I was diagnosed with prostate cancer in February 2014, at the age of 48. I had gone to my GP a few months earlier because I was exhausted as my nights were so disturbed by the need to pee (often 6 or 7 times a night).
My GP did a urine test to rule out diabetes and did a digital rectal exam (DRE) and described my prostate as perfectly normal. He also conducted a PSA test, just to be 'rule it out' and that came back with a reading of 2.6 microg/L and described as borderline for age (although I understand that there are no guidelines below the age of 50).
It would have been easy for that to have been the end of things - my GP had run out of ideas and I could so easily have decided I'd just have to put up with the lack of sleep and get on with it. But I didn't - I insisted that something was wrong and reminded my GP that I have private medical insurance through my work. This elicited a referral to a urologist.
The urologist repeated the DRE and to his expert fingers, something felt not quite right. Although my prostate was normal size, he thought that one side of it felt a little firm. A biopsy followed and I was diagnosed with T2C Gleeson 3+4 prostate cancer. I went on to have a radical prostatectomy in June 2014 and(with a few ups and downs) everything is looking good for my future.
Things for me could have been very different. Before all of this I knew where my prostate was, but had no clue what it did or the risks and signs of prostate cancer. Many men turn a blind eye to medical symptoms (especially anything to do with the trouser area) and just hope that things will sort themselves out; some of them are literally dying of ignorance.
We need to raise awareness in men including men under the age of 50 - this is not just "an old man's disease" - and we also need to better educate the medical profession that prostate cancer can be a risk for younger men. I have been struck by stories from other men who have been dissuaded from having a PSA test by their GP, only to be found to have prostate cancer at a later date. The earlier prostate cancer is caught the better the prognosis for the patient.
One such example is the courageous Kurt Jewson, who's Facebook post recently went viral. In his original post, Kurt tells how he went to his GP with blood in his urine and was told that it was probably just an infection and would clear up. The GP did not carry out a PSA test, most likely because Kurt was just 44 at the time, but a year later he was diagnosed. Kurt had to undergo surgery, radiotherapy and chemotherapy - how different might that have been if his GP had carried our a PSA test and Kurt had been diagnosed 12 months earlier?

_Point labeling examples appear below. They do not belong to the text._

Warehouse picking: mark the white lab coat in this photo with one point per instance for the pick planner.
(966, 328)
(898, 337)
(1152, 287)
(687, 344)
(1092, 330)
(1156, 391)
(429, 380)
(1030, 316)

My urologist told me that if I had not been diagnosed when I was, I would have been back within 5 years in pain and too late. I will turn 51 in a couple of weeks and thankfully, there's an excellent chance that I'm free of prostate cancer as well as my prostate.
I'm now determined to make a difference through raising awareness of the risks to younger men and supporting those diagnosed below the age of 50. I believe that the impact on these men (often with young families and in some cases still planning one) is significant. Being younger doesn't make them a different species, but it does mean that they're likely to have different priorities and heightened concerns about issues such as erectile dysfunction and incontinence - in the months after my operation when nothing worked and I was leaking everywhere, there were times I thought my life was over (or it would be better if it was). I looked for a support group and could not find one that I could relate to as most of the men were a generation older than me.
Each of us has our own journey with this disease and it can be a rocky road. I'm in a good place now and I hope that my experiences can benefit someone as they progress through their own journey. That's why I think we need a group targeted at younger men.